The advantage of his youth this term was an absence of expectation, a blank canvas, upon which he could imprint his own novel signature.

"Coming into the season I was hoping to pick up a few games here and there, then I got a few starts and I was just trying to build on those and enjoy every game I got," says Scannell.

"I haven't really looked back since. I've played most games since and it's been a great learning curve for me.

"There's a lot of Academy lads coming through that have signed on for next year with a lot of games under their belt throughout the season so we've a good crop of young talent coming through. It's looking good.

"We lost a few experienced lads but I didn't know any different as I didn't really play very much with those guys last year. I've played a lot with the younger lads through Munster A, so I felt more comfortable playing with those guys.

"As the season's gone on more leaders have stood up, and as guys get more experience that leadership comes as well. CJ (Stander) has become a great leader now. All the internationals are just top-class leaders and we learn a lot from them so I hope to bring that forward now.

"You get your first few games and you're very nervous. You're trying to do the basics well and lads around you are trying to get familiar with you, too. The older lads, more experienced lads, Francis Saili, Keith Earls, Conor Murray - they've been great - I've learned a lot from them.

"As you play with those lads around you then you keep learning and you become more comfortable, your confidence grows and you begin to come out of your shell a little bit. That's how it went since Christmas for me and I've really enjoyed it.

"When you're a young fella you just like to stay quiet. When you're playing regularly you build up that confidence to speak up and have your say as well. We're here to help each other and as players we love learning from each other. So, if I see something I'll tell the lads and vice versa.

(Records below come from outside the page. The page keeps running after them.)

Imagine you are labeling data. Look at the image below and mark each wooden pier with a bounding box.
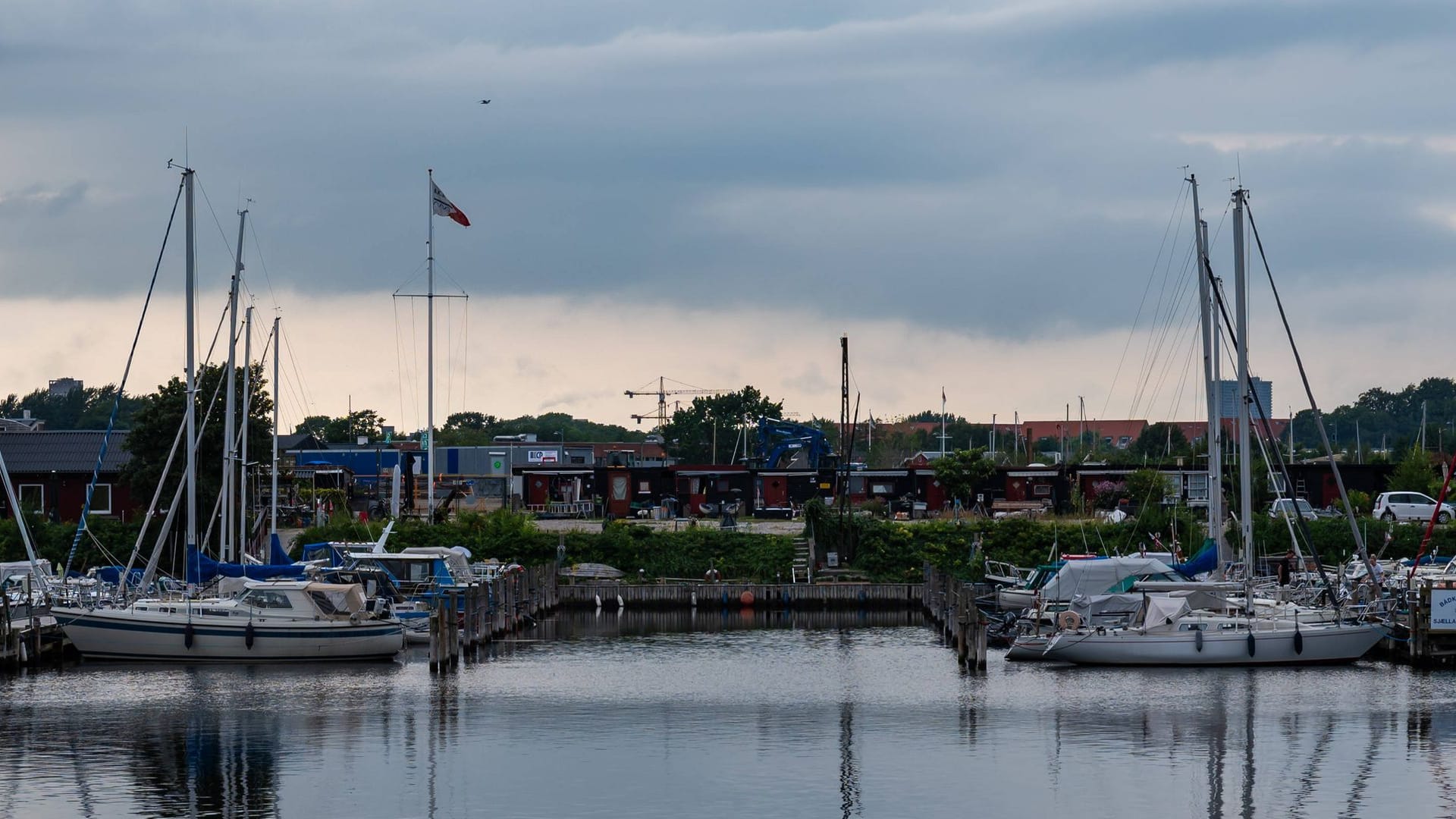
[557,583,921,609]
[429,564,560,672]
[921,566,987,672]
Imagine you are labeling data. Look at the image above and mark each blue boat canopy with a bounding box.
[187,547,307,585]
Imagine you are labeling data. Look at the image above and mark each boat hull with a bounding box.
[1044,625,1385,666]
[54,607,405,663]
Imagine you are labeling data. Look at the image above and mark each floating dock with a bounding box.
[1374,577,1456,667]
[556,583,921,609]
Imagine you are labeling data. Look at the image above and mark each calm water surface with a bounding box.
[0,612,1456,819]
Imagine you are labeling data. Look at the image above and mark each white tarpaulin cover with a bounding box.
[1041,557,1178,602]
[1143,595,1188,628]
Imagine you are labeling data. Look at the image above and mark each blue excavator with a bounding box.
[755,419,837,469]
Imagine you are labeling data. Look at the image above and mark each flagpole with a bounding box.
[940,386,945,457]
[425,168,435,523]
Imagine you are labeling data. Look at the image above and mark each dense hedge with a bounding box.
[296,512,793,580]
[0,509,1456,582]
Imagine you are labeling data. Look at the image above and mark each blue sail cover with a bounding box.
[187,547,306,585]
[299,542,344,566]
[96,566,143,586]
[268,532,293,566]
[1174,538,1219,580]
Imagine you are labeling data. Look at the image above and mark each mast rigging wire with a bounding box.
[61,182,183,577]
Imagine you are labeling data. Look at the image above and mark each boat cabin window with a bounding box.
[309,590,355,615]
[242,588,293,609]
[378,560,434,582]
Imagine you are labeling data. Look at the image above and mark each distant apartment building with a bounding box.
[1219,378,1277,419]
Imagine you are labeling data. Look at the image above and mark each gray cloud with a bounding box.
[0,0,1456,338]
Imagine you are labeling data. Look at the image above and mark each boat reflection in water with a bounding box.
[0,609,1456,819]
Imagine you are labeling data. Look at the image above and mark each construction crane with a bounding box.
[626,376,730,428]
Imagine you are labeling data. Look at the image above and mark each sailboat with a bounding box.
[1044,179,1385,666]
[52,168,405,661]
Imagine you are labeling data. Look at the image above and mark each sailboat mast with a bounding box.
[1233,188,1254,576]
[1188,174,1228,573]
[237,305,253,555]
[182,168,196,565]
[268,316,282,535]
[217,209,247,563]
[425,168,435,523]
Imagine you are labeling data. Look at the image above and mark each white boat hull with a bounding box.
[1044,623,1385,666]
[54,607,405,663]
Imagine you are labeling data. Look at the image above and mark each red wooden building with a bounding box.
[0,430,136,520]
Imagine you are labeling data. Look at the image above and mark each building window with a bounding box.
[90,484,111,514]
[20,484,46,512]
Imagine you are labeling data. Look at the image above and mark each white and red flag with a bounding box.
[429,179,470,228]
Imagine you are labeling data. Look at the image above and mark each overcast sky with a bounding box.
[0,0,1456,427]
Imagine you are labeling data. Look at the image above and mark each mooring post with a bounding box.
[429,604,440,672]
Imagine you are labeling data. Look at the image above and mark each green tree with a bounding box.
[293,410,384,443]
[1386,447,1436,495]
[934,446,996,506]
[0,383,143,430]
[660,386,786,463]
[122,364,272,510]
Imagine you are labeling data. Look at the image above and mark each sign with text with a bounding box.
[1431,588,1456,631]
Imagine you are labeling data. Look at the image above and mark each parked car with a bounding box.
[1370,493,1456,523]
[1269,497,1325,520]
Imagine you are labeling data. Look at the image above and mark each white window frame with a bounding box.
[14,484,46,514]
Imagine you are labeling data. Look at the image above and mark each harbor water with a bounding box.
[0,609,1456,819]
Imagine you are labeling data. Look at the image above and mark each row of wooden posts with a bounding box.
[429,564,560,672]
[0,576,53,669]
[921,566,987,670]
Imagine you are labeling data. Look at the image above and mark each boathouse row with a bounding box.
[0,430,1392,520]
[294,441,1392,517]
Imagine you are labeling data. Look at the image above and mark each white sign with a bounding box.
[1431,588,1456,631]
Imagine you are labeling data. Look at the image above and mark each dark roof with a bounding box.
[278,433,318,452]
[0,430,131,475]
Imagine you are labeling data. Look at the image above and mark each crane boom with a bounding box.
[623,376,730,428]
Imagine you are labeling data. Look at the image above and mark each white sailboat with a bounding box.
[1044,179,1385,666]
[52,168,405,661]
[54,580,405,663]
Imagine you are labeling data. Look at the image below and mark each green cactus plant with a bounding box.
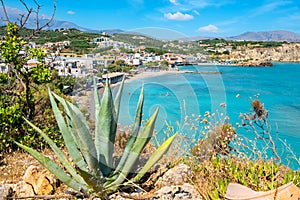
[17,79,177,198]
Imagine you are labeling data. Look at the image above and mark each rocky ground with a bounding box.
[0,150,201,199]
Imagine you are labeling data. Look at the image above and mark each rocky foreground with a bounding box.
[0,164,202,200]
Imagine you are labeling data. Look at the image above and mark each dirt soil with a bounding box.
[0,149,68,195]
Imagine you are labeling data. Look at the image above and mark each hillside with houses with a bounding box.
[0,27,300,77]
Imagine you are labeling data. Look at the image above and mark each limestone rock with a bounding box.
[13,181,35,197]
[23,166,54,195]
[153,183,202,200]
[155,164,192,188]
[0,184,13,199]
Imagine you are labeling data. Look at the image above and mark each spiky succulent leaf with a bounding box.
[16,142,88,192]
[24,119,84,184]
[133,133,177,182]
[104,108,159,188]
[49,89,87,170]
[67,102,99,175]
[114,75,125,122]
[52,93,100,175]
[95,81,117,176]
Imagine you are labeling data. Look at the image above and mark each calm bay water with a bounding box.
[116,63,300,167]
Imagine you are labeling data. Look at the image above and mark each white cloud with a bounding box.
[193,10,200,15]
[198,24,219,33]
[165,12,194,21]
[67,10,75,15]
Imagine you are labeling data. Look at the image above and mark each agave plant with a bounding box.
[17,79,176,197]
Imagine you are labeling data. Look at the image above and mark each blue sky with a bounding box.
[4,0,300,37]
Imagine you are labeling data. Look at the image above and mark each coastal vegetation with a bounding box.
[17,79,177,199]
[0,3,300,199]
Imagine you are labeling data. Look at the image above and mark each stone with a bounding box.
[154,183,202,200]
[23,165,54,195]
[0,184,13,199]
[13,181,35,197]
[155,164,192,188]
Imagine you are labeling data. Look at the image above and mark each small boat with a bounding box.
[225,182,300,200]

"I suppose you look at all those past experiences and the Champions Cup has been massive for this club. It's important for the club that we're in the competition. We hope to have a good campaign next year because that's where we want to be, at the top of Europe. Hopefully, we can bring the club back there now."

As much as the leadership figures have drive Munster in tough times, the emerging players - Scannell's brother, hooker Niall, has also broke, through due to injury this term - have inspired their elders in times of strife.

"Rory Scannell playing with knocks shows what the jersey means," noted Stander, who can see this talented group develop into a side fighting to win titles, rather than scrapping for mid-table mediocrity.

"It's hard because it's only in time you'll see that," said Foley. "The club doesn't want to be in that situation where you're scrambling to get into Europe.

"You want to be dominating and making sure you're in the knockouts and all that and these players need to understand the reasons why we're not there and why we weren't in the knockouts in Europe.

"They also need to understand they have the ability to do it, understanding the key moments in the game and where the games can flow for you or against you."

Scannell is invested, already, with a steely-eyed certainty.

Although he has played, superbly, across the back-line for Emerging Ireland and the U-20s, and starred at out-half for Munster this season, there is no prevarication about his preference; he is the archetypal second five-eighth.

"That's where I want to be playing," he says, simply.